Charlie's community spirit meant that he was first to put his hand up to offer support for local charity appeals and disaster assistance. This was most evident through the founding of the Committee for Oncology Unit at Cairns Hospital, or COUCH. COUCH came about because Charlie and Pip saw how their dear friend Liz Plummer, who was undergoing treatment for cancer, had suffered through the absence of an oncology unit in Cairns.
Charlie and Pip were the driving force in rallying the community and corporate and political support. This determination, that people in Cairns should not endure the lack of services, was the genesis of the establishment of the Liz Plummer Cancer Care Centre in 2011. The community will again benefit from the generosity of the Woodward family through their donation of a significant parcel of land for the COUCH Cancer Help & Wellness Centre. COUCH has now raised much of the money needed to build stage 1, a remarkable achievement. Sadly, it has come too late for Charlie.
Over recent decades, Charlie, Pip and the CaPTA group have received many awards for their work in tourism, business, community and Indigenous engagement. Last year, Charlie received life membership of TTNQ, and this year was named Cairns Regional Council's Citizen of the Year for the second time.

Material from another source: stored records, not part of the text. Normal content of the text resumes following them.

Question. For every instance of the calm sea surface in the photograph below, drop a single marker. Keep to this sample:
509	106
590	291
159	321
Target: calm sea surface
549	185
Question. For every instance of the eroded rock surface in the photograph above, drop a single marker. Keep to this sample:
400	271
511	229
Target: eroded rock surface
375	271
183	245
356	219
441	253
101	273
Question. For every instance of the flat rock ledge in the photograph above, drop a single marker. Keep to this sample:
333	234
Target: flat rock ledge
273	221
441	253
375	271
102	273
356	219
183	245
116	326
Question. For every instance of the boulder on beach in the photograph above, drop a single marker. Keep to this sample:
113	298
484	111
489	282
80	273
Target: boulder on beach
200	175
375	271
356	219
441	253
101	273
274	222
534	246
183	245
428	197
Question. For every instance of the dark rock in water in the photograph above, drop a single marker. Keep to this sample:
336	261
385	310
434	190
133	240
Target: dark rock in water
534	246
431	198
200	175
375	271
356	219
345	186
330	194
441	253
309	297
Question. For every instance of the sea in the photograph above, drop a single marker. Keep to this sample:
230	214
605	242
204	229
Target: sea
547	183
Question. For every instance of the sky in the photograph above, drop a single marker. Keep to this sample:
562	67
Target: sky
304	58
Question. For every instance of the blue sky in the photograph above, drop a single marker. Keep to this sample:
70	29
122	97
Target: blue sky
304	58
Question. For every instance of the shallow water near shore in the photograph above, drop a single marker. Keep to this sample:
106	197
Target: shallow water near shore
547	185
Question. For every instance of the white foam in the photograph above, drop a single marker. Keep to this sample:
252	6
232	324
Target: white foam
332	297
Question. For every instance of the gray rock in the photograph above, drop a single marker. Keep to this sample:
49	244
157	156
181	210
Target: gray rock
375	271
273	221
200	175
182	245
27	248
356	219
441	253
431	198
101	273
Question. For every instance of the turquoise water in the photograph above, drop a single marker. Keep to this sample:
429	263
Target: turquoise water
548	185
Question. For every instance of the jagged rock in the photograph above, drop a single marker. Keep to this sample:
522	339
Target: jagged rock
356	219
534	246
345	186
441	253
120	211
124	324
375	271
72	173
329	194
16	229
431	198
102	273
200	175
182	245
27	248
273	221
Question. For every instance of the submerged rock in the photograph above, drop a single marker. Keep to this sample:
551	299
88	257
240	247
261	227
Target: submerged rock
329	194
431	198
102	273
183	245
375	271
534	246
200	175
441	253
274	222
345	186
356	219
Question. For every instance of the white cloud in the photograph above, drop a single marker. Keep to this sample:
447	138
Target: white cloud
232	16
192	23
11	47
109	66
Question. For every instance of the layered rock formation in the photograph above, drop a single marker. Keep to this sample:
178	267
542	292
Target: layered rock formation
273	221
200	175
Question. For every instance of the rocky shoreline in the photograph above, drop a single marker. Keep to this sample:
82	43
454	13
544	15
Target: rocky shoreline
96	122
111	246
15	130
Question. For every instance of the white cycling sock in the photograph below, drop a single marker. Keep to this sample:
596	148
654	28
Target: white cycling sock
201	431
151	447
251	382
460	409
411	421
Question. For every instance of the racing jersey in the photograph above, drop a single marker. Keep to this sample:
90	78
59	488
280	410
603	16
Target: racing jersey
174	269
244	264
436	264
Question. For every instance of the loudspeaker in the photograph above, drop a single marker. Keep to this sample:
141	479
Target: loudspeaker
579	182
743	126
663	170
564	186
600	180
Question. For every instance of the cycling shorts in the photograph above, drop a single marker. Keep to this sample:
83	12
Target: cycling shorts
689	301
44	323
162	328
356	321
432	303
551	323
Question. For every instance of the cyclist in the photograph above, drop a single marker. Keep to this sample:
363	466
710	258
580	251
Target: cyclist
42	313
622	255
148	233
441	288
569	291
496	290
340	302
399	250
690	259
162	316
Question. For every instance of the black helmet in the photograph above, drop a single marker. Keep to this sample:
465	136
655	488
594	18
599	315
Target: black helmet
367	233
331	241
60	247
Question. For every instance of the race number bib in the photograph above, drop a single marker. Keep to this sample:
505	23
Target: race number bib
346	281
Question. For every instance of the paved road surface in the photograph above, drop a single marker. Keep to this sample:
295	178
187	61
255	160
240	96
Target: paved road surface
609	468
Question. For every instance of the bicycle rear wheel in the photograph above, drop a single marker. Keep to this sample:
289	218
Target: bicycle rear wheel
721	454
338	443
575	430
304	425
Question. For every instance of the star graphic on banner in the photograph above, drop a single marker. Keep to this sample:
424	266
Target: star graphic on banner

I valued Charlie as a dear friend, a trusted adviser and an absolutely inspirational leader in our community. He will be missed on so many levels. He was one of a kind, and we should continue to reflect on him as somebody who made such a difference to our community in his lifetime. Long after he is gone, he will live on in so many ways, particularly in the work he has done in COUCH and the wonderful infrastructure and support that he established.